Thursday, May 23, 2013
We have open sourced the categorization
libary that powers the fast dynamic
labels and clusters on the Helioid site. This
library is built to prioritize performance over accuracy. The library takes
label quality into account by first generating a set of labels and then assigning
documents to those labels, we have found that this increases the likelihood of producing
meaningful labels.
The below example shows how to create a set of labeled cluster from documents. First
include the categorize library.
require 'categorize'
include Categorize
Then define your set of documents.
documents = [
'lorem ipsum dolor',
'sed perspiciatis unde',
'vero eos accusamus',
'vero eos accusamus iusto odio'
]
Now make a model based on an additional query term, lorem, in this case.

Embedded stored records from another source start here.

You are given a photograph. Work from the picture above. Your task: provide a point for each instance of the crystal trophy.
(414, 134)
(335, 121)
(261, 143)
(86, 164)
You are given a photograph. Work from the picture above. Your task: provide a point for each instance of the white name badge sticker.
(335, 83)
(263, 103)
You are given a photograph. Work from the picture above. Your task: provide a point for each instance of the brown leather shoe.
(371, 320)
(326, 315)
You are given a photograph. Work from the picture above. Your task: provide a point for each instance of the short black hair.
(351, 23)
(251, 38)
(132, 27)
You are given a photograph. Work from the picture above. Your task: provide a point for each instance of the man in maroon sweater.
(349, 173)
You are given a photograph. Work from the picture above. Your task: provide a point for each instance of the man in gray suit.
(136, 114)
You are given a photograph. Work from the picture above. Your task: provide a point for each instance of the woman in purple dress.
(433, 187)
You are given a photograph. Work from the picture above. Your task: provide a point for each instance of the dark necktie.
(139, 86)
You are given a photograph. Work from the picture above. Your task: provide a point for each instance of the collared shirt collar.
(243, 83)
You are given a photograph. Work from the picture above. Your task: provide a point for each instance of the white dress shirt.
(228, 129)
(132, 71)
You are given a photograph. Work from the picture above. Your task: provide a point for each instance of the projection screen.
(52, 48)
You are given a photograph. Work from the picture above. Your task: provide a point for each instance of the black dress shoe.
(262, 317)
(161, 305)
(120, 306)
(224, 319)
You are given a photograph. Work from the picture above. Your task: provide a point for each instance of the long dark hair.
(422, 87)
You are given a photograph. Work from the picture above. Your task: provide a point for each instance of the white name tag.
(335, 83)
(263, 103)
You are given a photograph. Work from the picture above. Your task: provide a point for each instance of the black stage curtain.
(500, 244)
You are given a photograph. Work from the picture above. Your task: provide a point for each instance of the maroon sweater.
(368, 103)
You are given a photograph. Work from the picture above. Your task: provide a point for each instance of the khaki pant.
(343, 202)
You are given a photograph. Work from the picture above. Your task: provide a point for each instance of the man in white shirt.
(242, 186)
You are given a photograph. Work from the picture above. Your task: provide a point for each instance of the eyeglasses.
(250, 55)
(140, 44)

Model.make_model('lorem', documents)
=> {
'ipsum' => [0],
'sed perspiciatis' => [1],
'vero' => [2, 3]
}
The model output is a map of cluster labels to documents within those clusters.
Install the gem and try it out.
Sunday, January 13, 2013
Prabhas Pokharel presented our paper, Improving
Data Collection and Monitoring through Real-time Data Analysis
on Friday at ACM DEV 2013 in Bangalore.
The poster is below:
The paper was coauthored with Prabhas Pokharel, Mark Johnston, and Vijay
Modi. The abstract is below:
Feedback based on real-time data is
increasingly important for ICT-based interventions in the developing world.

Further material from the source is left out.